# Aufgabenplanung Programm minimiert starten



## dan954 (10. Dezember 2014)

Hallo zusammen,

ich möchte gerne Trixx über die Aufgabenplanung starten damit ich es verzögert starten kann. 
Das funktioniert soweit auch gut, jedoch stört es wenig das es sich immer maximiert öffnet.

Gibt es irgendeine Möglichkeit über die Aufgabenplanung Programme minimiert zu starten?

Gruß


----------



## derGronf (10. Dezember 2014)

Hallo dan954,

Mach von der *.exe ne Verknüpfung in diesen Ordner:
C:\Users\Name\AppData\Roaming\Microsoft\Windows\StartMenu\Programs\Startup (Tipp aus dem Internet geklaut)
und über rechte Maustaste in den Einstellungen Minimiert einstellen. Allerdings sollte der dann nicht mehr verzögert starten.

Sonst mach ne Verknüpfung und stell das da ein. Und dann die Verknüpfung über die Aufgabenplanung einstellen und starten lassen.

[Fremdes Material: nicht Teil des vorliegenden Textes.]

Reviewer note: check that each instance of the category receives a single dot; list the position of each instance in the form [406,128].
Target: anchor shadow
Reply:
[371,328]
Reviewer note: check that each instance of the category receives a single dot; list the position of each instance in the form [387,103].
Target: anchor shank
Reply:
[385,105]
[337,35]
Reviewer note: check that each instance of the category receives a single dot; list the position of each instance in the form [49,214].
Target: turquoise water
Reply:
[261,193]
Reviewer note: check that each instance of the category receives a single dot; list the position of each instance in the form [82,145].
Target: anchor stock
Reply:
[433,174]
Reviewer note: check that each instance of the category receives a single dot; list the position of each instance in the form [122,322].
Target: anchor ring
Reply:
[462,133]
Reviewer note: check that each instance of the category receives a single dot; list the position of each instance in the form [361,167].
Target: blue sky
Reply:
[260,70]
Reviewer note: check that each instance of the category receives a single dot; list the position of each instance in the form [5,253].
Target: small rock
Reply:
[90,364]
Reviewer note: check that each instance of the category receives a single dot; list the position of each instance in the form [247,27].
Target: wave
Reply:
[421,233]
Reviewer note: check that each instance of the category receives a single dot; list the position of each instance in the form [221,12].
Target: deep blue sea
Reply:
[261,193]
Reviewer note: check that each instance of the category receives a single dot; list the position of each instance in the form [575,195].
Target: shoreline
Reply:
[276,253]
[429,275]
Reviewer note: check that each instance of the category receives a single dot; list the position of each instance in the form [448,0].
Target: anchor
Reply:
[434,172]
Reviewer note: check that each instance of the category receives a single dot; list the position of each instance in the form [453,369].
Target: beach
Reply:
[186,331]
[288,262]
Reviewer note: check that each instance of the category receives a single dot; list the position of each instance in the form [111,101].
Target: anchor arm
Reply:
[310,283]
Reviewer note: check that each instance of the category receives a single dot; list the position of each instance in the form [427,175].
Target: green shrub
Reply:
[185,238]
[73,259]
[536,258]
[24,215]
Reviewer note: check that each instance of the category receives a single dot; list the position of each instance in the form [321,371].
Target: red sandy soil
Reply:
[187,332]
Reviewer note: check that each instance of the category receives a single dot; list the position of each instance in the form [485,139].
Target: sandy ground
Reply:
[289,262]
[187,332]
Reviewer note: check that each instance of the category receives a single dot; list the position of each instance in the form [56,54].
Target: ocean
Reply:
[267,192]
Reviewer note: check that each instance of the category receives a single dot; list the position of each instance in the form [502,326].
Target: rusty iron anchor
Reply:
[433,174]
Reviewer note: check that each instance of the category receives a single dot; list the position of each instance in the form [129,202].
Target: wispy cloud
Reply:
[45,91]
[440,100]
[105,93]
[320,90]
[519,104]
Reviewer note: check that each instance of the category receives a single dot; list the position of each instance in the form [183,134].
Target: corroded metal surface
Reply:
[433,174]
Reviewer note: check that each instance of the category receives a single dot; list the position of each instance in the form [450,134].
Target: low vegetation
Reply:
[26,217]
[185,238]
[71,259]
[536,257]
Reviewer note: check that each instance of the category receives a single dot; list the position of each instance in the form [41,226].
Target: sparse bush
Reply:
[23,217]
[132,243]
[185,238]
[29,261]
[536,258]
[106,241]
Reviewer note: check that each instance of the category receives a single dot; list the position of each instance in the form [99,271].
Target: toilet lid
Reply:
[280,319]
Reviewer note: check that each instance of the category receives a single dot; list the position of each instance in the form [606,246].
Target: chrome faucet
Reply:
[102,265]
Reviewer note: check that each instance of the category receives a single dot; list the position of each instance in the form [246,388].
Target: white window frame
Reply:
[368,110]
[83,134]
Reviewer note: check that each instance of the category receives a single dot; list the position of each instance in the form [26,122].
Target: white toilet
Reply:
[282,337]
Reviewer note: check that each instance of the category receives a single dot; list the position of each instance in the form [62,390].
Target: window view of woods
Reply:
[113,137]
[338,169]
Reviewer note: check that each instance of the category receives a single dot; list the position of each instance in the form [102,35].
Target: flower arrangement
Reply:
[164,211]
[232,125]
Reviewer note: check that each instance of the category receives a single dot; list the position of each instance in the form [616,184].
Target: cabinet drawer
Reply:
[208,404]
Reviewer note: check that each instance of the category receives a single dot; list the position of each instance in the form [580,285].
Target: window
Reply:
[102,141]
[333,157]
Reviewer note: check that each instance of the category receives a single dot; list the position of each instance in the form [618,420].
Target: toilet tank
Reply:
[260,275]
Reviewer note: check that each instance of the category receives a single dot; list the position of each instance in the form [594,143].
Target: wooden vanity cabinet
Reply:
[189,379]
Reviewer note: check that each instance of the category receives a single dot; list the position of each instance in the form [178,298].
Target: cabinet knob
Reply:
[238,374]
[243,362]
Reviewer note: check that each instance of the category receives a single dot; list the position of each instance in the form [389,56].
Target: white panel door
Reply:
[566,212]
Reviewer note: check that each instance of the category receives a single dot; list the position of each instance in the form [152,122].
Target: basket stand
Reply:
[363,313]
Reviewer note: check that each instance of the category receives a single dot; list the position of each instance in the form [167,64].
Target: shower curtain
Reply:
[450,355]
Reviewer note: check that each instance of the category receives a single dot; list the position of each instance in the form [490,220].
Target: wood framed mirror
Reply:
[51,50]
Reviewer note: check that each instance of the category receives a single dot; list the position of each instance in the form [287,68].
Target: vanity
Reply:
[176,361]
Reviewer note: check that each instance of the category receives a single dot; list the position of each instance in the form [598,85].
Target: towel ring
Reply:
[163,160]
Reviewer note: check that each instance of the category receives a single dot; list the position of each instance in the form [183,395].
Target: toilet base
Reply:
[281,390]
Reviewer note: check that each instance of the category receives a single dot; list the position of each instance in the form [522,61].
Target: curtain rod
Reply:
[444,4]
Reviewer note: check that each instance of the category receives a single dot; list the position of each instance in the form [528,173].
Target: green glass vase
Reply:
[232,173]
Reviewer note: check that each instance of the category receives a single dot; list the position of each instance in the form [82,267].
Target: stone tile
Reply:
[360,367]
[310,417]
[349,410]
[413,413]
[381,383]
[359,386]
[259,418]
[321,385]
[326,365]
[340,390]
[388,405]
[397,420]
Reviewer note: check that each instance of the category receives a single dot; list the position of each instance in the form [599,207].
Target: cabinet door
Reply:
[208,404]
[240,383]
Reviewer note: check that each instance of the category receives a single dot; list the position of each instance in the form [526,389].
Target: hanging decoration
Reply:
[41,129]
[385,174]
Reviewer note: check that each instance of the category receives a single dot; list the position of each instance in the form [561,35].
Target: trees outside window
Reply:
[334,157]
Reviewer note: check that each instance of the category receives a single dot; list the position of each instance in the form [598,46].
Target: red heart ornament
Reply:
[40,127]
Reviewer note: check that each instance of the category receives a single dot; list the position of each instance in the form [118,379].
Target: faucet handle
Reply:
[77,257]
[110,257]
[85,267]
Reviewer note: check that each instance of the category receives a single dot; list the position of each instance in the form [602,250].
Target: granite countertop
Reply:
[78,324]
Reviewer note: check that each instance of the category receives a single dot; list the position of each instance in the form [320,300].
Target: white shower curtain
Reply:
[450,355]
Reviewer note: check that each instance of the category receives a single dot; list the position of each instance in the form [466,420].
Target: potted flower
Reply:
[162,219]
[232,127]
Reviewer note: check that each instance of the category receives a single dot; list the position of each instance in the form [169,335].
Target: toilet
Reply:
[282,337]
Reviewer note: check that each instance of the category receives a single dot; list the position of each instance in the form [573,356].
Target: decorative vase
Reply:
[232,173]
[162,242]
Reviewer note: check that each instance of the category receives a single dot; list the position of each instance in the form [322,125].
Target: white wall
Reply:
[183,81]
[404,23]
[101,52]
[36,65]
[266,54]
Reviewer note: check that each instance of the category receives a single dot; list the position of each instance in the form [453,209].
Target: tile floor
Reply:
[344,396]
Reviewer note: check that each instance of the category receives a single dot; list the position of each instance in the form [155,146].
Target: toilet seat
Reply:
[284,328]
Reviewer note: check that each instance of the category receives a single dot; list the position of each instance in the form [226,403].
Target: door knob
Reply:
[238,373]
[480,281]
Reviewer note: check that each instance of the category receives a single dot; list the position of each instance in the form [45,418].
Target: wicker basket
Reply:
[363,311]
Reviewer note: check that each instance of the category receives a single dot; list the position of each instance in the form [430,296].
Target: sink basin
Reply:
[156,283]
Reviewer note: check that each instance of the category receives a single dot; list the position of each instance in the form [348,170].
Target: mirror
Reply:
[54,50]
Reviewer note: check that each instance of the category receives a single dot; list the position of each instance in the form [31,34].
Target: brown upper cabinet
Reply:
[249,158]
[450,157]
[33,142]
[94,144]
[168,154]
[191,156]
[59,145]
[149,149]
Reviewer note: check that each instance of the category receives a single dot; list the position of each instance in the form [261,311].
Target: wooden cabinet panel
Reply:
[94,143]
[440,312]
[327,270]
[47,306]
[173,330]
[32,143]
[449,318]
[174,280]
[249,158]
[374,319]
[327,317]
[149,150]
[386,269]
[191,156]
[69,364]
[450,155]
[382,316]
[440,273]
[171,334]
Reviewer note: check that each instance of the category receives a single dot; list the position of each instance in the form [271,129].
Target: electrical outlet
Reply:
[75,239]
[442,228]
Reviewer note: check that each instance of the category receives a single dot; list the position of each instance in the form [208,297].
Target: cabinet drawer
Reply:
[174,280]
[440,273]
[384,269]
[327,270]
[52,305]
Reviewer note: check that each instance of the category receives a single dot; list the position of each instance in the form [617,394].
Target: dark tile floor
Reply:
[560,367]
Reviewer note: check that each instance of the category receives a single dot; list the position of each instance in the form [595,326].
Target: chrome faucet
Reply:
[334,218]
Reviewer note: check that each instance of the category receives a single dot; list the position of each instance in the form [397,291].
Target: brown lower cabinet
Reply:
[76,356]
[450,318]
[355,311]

Du kannst ja auch noch Argumente einstellen, weiß aber nicht, wie das Kürzel fürs minimierte Starten heißt. Kurz geduckt, aber nicht gefunden, wie das sein könnte.
Edit: Das gesuchte Argument sollte "min" sein. Vielleicht klappts ja. Also irgendwie /min oder so eintragen. Du kannst dir auch ne batch-Datei anlegen, die du dann nimmst.

derGronf


----------



## dan954 (10. Dezember 2014)

Also wenn ich die Verknüpfung angebe, nutzt er einfach den Pfad direkt zur .exe und es startet wieder maximiert */min* funktioniert auch nicht.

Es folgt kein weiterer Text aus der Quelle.